4. Give the gift of time
I don’t know about you, but I always feel more sparkly and rejuvenated when I’ve had a great time with my friends, away from my kids, hubby and home.
If you can’t have time alone together, make sure you allow one another to have some doing the things that make you both happy as individuals. When we feel happy in ourselves it lifts our mood and is contagious to those around us.
5. Give the gift of sleep
It’s hard to connect when you both feel too exhausted to even talk to each other. On the weekends, tag team having some power naps. You’ll not only both feel refreshed but you’ll also appreciate your partner all the more for it. Then you might even have the energy to chat about all the things you’d love to do if you had the brain power.

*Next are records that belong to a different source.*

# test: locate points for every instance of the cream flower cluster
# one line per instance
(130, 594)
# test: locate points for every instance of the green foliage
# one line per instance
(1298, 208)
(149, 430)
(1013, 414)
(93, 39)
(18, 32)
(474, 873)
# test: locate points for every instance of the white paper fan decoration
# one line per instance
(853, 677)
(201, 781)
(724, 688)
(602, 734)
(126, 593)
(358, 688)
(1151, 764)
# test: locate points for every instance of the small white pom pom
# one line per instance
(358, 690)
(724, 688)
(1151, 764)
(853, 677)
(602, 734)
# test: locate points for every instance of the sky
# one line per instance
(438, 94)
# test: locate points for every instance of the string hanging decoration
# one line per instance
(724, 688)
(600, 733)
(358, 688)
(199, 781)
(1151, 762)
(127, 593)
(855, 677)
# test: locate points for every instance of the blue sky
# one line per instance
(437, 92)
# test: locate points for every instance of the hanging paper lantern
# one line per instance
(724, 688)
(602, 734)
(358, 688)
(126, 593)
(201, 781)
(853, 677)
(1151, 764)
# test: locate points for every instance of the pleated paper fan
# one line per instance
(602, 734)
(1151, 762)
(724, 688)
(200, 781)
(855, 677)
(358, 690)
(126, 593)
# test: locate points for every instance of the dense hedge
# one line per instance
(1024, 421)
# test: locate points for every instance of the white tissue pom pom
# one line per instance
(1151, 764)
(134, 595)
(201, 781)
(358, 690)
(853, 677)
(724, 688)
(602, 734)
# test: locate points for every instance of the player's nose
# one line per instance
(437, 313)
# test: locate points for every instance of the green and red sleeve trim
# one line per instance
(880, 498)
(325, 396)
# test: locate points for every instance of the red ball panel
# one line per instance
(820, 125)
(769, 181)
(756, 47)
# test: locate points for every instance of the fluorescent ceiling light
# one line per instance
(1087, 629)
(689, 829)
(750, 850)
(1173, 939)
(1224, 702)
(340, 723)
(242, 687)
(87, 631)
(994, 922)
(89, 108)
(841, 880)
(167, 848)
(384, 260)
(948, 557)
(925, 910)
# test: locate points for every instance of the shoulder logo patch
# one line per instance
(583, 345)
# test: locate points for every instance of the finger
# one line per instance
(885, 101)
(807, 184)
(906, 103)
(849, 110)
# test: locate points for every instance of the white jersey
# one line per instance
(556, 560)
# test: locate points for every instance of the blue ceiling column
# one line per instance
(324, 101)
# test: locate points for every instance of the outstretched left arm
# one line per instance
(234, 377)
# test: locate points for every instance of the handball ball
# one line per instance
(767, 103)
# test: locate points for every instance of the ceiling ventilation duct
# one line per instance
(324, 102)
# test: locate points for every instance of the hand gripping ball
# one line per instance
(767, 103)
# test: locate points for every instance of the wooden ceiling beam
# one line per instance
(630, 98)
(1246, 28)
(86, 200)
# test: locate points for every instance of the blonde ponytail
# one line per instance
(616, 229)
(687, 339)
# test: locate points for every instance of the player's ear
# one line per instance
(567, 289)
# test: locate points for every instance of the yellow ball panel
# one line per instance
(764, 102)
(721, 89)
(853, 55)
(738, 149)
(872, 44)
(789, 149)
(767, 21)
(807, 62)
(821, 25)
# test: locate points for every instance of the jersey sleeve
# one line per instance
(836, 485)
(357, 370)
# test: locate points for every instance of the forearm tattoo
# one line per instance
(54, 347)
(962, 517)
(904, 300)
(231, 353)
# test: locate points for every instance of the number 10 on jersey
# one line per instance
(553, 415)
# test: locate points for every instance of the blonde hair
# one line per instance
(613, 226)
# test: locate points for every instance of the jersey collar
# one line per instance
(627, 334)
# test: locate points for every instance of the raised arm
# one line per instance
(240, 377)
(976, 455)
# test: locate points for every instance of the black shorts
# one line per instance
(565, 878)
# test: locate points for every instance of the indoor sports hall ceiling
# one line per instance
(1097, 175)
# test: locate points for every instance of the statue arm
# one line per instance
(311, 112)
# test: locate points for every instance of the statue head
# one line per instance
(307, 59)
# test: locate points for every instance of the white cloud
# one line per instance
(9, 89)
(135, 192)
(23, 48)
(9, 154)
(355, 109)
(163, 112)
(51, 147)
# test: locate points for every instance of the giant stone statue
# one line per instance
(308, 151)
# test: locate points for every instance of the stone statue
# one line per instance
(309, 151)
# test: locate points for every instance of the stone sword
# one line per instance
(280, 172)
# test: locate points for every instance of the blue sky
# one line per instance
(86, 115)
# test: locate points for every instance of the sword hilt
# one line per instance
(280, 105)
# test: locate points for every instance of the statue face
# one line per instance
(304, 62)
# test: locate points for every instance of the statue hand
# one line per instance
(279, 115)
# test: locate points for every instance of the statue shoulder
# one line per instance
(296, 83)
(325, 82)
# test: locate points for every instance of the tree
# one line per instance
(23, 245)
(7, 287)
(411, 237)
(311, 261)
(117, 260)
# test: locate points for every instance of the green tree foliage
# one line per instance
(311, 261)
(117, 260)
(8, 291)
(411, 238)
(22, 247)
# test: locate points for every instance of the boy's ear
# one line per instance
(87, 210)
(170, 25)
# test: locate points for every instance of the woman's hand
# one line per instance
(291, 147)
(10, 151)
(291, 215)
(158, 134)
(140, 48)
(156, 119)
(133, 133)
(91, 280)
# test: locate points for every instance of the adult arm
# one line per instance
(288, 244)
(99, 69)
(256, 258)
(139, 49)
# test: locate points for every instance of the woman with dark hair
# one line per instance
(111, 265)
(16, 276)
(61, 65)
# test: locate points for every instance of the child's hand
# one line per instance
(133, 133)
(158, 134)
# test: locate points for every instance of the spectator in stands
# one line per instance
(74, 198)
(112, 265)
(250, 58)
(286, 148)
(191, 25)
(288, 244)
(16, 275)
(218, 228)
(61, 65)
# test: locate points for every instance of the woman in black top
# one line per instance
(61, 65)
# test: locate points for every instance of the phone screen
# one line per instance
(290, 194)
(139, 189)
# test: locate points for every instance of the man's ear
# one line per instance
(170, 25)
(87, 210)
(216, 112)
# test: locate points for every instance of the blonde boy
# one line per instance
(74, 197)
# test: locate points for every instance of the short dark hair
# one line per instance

Also, don’t let sleep resentment (when one person gets more than the other) erode you. Address it and try to work through it together.
6. Give the gift of intimacy
Sex (if you are up for it) is wonderful for feeling connected, but if you’re not (and that’s also totally normal post-babies), then remember to enjoy intimacy in other ways. Cuddles, peaky kisses and talking as much as you can, when you can, will all help you to feel connected with your partner in life and parenting. A ‘dry patch’ can turn into a drought before you know it but sometimes we let the other areas of intimacy also slide.